DOCTOR Come in, my dear fellow. I hope there’s nothing seriously wrong with you. Though that’s an insipid question, because it’s I who should tell you. But first of all, who was that freak of nature you sent me the other day?
HUBERT That’s just it. He has an immediate relevance to my personal troubles.
DOCTOR I’m listening.
HUBERT Doctor, I’m blushing, but it’s a particularly intimate question that brings me here.
DOCTOR Well, blushing is virtue’s colour, as the saying goes, but you needn’t bother to blush when you’re talking to your doctor.
HUBERT The thing … you see … well, the thing is, I’m lacking in, er, ardour …
DOCTOR Simple as Simon Pure! Take an aphrodisiac.
HUBERT Wouldn’t do any good. It’s my morale.
DOCTOR If you know better than I what the matter is with you, why come and consult me?
HUBERT It has something to do with my trade.
DOCTOR You haven’t a trade, you have a profession.
HUBERT Trade or profession or nothing at all, at all events, I write; and I write novels. And the hero of my next novel has flown.

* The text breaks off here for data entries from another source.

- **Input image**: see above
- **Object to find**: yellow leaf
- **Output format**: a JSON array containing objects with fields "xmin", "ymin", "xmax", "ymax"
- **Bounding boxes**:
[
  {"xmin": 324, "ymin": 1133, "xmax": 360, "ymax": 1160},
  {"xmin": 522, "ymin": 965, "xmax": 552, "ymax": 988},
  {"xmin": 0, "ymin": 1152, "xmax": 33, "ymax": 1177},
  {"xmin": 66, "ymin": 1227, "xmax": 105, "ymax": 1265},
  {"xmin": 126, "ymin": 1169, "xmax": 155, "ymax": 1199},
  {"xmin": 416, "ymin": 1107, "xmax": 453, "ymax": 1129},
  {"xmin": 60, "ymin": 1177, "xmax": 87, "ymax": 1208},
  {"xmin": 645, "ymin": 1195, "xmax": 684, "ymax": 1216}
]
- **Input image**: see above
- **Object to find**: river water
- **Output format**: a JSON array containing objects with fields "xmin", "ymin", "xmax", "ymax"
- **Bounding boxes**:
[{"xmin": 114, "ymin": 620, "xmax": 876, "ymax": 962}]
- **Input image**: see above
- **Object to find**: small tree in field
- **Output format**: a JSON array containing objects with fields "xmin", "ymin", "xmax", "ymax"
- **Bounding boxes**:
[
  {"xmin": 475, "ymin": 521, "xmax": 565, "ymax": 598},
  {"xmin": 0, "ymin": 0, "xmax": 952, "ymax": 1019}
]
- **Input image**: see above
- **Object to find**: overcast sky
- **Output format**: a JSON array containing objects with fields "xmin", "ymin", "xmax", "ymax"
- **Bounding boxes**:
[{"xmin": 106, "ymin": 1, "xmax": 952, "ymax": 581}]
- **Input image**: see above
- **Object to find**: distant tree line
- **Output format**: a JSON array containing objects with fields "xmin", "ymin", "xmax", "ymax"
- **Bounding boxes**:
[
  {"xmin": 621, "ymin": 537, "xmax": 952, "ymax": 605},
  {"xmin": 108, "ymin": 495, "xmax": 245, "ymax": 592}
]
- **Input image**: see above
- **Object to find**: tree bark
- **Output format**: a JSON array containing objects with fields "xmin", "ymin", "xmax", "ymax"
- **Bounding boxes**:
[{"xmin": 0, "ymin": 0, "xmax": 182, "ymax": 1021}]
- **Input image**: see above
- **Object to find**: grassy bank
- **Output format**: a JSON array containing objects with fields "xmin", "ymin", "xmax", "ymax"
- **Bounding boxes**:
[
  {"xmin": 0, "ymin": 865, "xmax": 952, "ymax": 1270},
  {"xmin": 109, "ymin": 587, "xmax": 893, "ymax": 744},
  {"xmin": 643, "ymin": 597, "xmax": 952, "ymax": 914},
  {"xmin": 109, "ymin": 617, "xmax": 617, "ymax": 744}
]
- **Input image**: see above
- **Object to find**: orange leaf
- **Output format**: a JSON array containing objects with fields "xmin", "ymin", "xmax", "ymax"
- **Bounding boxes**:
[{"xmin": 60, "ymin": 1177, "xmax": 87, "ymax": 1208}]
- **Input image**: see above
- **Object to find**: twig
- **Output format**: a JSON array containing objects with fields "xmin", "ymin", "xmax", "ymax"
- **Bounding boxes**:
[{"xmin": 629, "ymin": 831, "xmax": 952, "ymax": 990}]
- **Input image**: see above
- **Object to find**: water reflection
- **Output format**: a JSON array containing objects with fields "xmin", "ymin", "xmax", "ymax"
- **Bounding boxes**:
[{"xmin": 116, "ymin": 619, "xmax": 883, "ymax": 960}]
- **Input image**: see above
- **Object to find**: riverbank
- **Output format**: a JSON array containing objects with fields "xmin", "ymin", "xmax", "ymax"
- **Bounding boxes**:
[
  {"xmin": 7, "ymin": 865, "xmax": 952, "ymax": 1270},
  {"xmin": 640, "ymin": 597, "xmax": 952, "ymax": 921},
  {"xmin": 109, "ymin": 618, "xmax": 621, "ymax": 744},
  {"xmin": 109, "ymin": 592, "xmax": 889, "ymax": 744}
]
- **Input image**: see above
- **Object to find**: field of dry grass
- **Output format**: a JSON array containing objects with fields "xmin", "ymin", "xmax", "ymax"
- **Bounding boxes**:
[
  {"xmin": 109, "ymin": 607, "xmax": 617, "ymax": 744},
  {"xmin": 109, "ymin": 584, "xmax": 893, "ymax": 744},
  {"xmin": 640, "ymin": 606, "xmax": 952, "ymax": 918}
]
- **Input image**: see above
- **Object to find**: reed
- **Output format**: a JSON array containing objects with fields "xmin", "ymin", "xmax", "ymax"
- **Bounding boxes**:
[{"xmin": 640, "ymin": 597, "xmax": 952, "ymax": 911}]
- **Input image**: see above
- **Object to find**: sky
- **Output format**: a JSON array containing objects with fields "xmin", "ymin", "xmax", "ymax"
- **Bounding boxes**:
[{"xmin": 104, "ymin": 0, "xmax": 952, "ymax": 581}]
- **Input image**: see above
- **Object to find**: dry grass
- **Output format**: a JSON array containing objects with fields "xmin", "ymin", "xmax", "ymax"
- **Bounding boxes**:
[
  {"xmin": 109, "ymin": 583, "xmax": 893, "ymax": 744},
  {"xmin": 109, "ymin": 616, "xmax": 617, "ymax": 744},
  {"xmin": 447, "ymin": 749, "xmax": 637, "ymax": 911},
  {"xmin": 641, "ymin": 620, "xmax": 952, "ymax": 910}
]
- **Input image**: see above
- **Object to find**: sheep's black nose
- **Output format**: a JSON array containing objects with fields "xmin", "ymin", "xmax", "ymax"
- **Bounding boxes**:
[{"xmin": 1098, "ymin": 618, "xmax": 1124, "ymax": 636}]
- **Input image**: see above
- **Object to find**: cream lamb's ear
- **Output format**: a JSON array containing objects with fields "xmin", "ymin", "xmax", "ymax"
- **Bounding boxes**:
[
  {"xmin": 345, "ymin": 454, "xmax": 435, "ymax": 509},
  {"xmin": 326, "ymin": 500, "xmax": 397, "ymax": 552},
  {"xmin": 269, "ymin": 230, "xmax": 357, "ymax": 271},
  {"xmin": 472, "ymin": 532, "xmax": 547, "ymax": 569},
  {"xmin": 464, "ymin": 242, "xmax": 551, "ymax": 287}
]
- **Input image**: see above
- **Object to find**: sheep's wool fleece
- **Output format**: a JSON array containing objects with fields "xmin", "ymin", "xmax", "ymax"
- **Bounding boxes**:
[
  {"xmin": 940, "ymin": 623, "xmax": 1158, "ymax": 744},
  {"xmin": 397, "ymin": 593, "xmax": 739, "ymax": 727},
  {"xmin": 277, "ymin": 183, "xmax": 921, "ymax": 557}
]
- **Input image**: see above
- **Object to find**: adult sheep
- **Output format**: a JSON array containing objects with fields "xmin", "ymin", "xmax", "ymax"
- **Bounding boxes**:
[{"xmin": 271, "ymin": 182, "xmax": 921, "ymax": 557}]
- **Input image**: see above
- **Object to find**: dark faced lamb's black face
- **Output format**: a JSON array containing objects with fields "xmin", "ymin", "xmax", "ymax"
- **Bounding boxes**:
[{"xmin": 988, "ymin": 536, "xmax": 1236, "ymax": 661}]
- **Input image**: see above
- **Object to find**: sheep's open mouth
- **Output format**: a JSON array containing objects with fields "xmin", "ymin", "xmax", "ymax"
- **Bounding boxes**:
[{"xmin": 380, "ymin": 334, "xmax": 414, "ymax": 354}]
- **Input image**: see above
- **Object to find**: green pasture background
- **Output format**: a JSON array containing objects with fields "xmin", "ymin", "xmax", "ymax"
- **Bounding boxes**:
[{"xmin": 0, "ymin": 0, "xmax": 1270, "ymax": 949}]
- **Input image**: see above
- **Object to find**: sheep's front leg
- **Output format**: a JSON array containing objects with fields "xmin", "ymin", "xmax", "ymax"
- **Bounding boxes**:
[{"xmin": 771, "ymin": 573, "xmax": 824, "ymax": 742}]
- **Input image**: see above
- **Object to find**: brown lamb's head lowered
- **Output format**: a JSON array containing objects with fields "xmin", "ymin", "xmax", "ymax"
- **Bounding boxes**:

DOCTOR I know; your freak told me.
HUBERT That freak is a detective.
DOCTOR A madman. He suspected me!
HUBERT You must excuse him.
DOCTOR And why has your hero flown? Did he have anything to complain about?
HUBERT What should he have to complain about? He’d only existed for a few pages.
DOCTOR Perhaps you were preparing a bitter fate for him.
HUBERT Not in my opinion.
DOCTOR Perhaps in his.
HUBERT Doctor, I came to consult you about myself, not about Icarus.
DOCTOR He’s called Icarus now, is he?
HUBERT He’s always been called that.
DOCTOR Ah! In any case, it’s a difficult name to bear.
HUBERT You’re more worried about him than you are about me! But I’m the one with the problem. Until he’s found.
DOCTOR Well – you must just be patient.
HUBERT Patient!
DOCTOR A sedative, then. Some orange-blossom water. Some herb tea. That can’t do you any harm.
HUBERT You were recommending an aphrodisiac not long ago, and now it’s a sedative: I want neither the one nor the other.
DOCTOR That’s the modern patient all over. They’d like to dictate our prescriptions to us!
HUBERT None or this gives me back my Icarus.
DOCTOR I’m not a detective.
HUBERT And then, I’m becoming irritable. Very irritable. Can’t you really do anything for me?
DOCTOR Take some bicarbonate of soda … it’s a miracle remedy …
HUBERT I don’t believe in it.
DOCTOR There’s a new pharmacofugal method I can try on you.
HUBERT Thanks! I haven’t got to that point yet.
DOCTOR Well then, I’ll write you out a classic prescription: herb tea on rising, and a little orange-blossom water on retiring. That’ll be two francs.
HUBERT Thank you, Doctor, but I’m in a very bad mood.
DOCTOR What do you expect – that’s life.